Tougher EU airport slot rules trigger Asia retaliation threat, risk industry trade war By Reuters
© Reuters. FILE PHOTO – A view from the empty Changi Airport departures hall in Singapore, Singapore 18 January 2021. REUTERS/Edgar Su/File Photo
By Jamie Freed
(Reuters) – Regulators in Asian hubs like Singapore and Hong Kong have threatened to retaliate against European Union plans to force airlines to start using take-off and landing slots frozen during the coronavirus pandemic, a move that could oblige Europe’s carriers to fly empty seats for thousands of miles at a loss.
European carrier flights to Asia are likely to be subject to similar terms from authorities in charge of slots at Asian airports.
Industry leaders believe that there was a rare moment of unity when the carriers had to be rescued or kept afloat during the pandemic. However, the disagreement has brought out fundamental differences in a fractured sector, as the world embarks on a multi-speed recovery.
Is this a trade war?” “Certainly, the germ of one,” stated Peter Harbison (chair emeritus) of Sydney’s CAPA Centre for Aviation consulting.
It will only get worse as more airlines fall and the international market remains closed or uncertain.
Tensions have risen since July’s announcement by the EU that airlines would be forced to use half their rights or face losing them to other competitors. The EU partially restored competition rules which were abandoned by airlines as they struggled to stay alive during the pandemic.
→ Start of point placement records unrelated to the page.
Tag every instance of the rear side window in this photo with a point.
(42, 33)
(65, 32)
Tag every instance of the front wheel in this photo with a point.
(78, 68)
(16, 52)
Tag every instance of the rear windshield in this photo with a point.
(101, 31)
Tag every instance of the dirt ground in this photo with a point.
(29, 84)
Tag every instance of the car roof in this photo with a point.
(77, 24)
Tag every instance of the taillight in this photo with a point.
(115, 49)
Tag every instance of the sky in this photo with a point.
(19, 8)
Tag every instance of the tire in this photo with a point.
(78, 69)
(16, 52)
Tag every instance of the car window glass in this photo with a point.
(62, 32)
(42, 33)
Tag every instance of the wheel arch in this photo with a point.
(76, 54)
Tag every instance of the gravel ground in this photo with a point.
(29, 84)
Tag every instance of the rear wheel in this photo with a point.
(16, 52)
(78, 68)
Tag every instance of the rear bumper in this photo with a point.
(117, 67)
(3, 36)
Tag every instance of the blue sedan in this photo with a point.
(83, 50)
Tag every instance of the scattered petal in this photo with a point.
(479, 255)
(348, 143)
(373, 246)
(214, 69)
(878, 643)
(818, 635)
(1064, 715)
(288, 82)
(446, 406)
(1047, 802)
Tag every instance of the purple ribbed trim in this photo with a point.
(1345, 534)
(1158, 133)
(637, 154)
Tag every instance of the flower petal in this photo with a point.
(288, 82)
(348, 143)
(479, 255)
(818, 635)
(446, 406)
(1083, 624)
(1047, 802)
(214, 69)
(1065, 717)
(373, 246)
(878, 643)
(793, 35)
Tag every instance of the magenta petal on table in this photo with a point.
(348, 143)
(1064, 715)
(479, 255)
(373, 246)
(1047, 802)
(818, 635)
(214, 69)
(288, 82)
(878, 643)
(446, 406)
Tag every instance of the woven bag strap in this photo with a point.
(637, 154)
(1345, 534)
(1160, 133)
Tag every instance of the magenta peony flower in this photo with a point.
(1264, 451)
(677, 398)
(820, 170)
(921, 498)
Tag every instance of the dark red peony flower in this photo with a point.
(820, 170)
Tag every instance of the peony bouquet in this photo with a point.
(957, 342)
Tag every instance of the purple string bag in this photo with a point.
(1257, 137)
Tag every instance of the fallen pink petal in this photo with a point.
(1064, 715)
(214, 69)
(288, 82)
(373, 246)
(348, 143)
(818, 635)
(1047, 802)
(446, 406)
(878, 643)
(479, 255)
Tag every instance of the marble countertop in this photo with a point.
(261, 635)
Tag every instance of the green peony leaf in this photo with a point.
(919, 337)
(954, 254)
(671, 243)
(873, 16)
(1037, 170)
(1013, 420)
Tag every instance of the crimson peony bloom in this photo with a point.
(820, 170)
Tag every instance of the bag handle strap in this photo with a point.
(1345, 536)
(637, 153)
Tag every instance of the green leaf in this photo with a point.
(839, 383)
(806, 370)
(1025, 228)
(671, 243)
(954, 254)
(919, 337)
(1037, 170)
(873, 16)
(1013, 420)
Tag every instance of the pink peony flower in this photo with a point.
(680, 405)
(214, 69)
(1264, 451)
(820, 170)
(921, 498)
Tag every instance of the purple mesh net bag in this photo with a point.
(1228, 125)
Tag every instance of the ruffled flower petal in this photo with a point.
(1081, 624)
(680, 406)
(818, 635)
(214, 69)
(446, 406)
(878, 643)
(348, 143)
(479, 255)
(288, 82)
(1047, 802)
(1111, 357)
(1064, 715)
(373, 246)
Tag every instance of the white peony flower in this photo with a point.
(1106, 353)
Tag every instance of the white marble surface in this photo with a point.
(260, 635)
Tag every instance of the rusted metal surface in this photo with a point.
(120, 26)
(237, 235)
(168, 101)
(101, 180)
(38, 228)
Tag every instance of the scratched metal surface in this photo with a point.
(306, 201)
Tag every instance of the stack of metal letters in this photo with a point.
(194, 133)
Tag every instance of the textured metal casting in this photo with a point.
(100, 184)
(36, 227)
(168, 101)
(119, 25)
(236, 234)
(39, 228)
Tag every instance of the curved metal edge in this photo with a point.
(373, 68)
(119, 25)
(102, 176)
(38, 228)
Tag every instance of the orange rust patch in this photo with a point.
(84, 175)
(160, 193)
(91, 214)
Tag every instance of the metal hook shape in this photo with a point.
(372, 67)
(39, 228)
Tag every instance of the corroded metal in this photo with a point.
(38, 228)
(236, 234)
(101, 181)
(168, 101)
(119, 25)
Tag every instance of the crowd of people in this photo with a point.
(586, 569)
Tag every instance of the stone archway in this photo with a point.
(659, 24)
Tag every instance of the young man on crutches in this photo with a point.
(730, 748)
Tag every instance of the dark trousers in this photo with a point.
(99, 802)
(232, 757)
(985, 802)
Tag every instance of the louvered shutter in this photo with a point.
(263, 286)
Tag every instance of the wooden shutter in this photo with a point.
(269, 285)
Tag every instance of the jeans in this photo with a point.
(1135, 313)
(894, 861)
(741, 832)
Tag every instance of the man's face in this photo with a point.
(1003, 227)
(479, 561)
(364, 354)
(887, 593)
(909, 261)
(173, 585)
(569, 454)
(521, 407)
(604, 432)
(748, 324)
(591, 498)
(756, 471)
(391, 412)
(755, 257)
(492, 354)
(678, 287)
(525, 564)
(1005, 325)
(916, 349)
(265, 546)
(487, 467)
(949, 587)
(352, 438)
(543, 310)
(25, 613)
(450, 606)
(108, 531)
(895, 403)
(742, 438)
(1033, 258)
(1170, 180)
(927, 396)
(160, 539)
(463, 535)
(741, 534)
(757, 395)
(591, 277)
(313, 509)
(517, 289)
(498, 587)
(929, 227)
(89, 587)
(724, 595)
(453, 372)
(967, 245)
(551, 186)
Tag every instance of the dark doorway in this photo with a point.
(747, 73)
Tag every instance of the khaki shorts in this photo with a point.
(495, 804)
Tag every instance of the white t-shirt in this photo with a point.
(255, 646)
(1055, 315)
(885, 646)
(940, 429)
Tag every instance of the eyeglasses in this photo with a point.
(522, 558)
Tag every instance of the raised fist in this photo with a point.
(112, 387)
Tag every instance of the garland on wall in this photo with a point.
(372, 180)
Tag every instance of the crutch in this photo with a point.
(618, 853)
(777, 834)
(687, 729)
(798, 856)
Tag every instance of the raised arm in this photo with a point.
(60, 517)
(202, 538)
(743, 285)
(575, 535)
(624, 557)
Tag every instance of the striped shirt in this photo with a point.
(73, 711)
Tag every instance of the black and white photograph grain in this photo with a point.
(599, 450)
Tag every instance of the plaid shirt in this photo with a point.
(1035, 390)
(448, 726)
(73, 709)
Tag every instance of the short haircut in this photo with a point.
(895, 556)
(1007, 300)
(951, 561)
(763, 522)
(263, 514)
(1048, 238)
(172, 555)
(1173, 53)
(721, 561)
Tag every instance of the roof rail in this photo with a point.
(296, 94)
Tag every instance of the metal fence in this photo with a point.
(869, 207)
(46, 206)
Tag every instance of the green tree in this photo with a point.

However, the EU decision shows that Europe is experiencing a rapid recovery of its short-haul markets. Asian carriers protested they would be unfairly punished because it will take them longer to rebuild their long-haul networks.
European airlines will be required to fly at least half the time by Asian regulators, according to industry sources. This could lead, say industry sources, into political battles about the future of vital transport links for international trade.
Singapore, one of several Asian jurisdictions to line up previously unreported ‘reciprocity’ rules, has included the provisions to ensure fair treatment, said Daniel Ng, director air transport at Civil Aviation Authority of Singapore.
Long quarantines are still the rule in Asia. In July 2019, airlines used just 14% their international capacity, which is well below the 46% in Europe and 48% of North America.
Cathay Pacific, last month, warned that Hong Kong’s slow recovery would result in it losing precious overseas airport slots. This could also harm the city’s status as a hub.
According to Reuters statements, Taiwan’s China Airlines as well Korean Air Lines raised concerns over the EU rules. Singapore Airlines (OTC;) refused to comment.
Lufthansa, the EU airline with the largest number of flights to Asia, stated that the EU’s strict rules can ultimately damage the environment and airlines. If they have to fly empty planes in order to maintain their slots, this could be detrimental to the global climate. KLM and Air France both stated that they did not base their flight decisions on available slots.
‘SHOCK PHASE’ OVER
The EU broke with a global industry recommendation and tightened rules for the winter schedule season, which runs from October to March, after heavy lobbying by low-cost carriers like Ryanair, with big short-haul networks, and European airports, many of which are privatised and trying to produce returns.
Aidan Flanagan is the safety and capacity manager for Airports Council International Europe. “We’re not in an immediate shock stage.” The market is now stable, with levels that are lower than those in 2019, but still stable.
In July, the European Commission stated that 50% was needed to maintain airport capacity. This is a decrease from normal levels of 80%. The European Commission granted exceptions to allow airlines to not reach 50%, while maintaining strict travel restrictions like quarantine.
A request for comment was not immediately answered by the Commission.
SIX WEEKS TO RESPOND
Once travel restrictions are lifted, Asian carriers will have to boost flying to the European Union within six weeks or risk losing slots even if demand is slow to return.
Lara Maughan, IATA’s Head of Worldwide Airport Slots, stated that it was unreasonable for people to not operate when the demand isn’t there. It is only a short period of time they can use to calibrate the entire operation.
René Maysokolua, managing director of German airport slot manager FLUKO, said his organisation had been informed that some Asian countries were telling European airlines they would need to fly 50% of the time or risk losing their slots in retaliation for the EU rules.
According to an industry source, South Korea, Hong Kong, and Singapore are taking a tougher line against European airlines.
Officials in Singapore and Hong Kong have confirmed that reciprocity provisions exist, but they declined to discuss specific cases.
Korea Airport Schedules Office declined to comment on a request by Reuters, however Korean Air, an affiliate of the nation’s slot work group, has confirmed that the provision are in place.
The United States announced Thursday that it would be more permissive in its winter season rules than the European Union for international airlines, despite the possibility of conflict between Asia and Europe.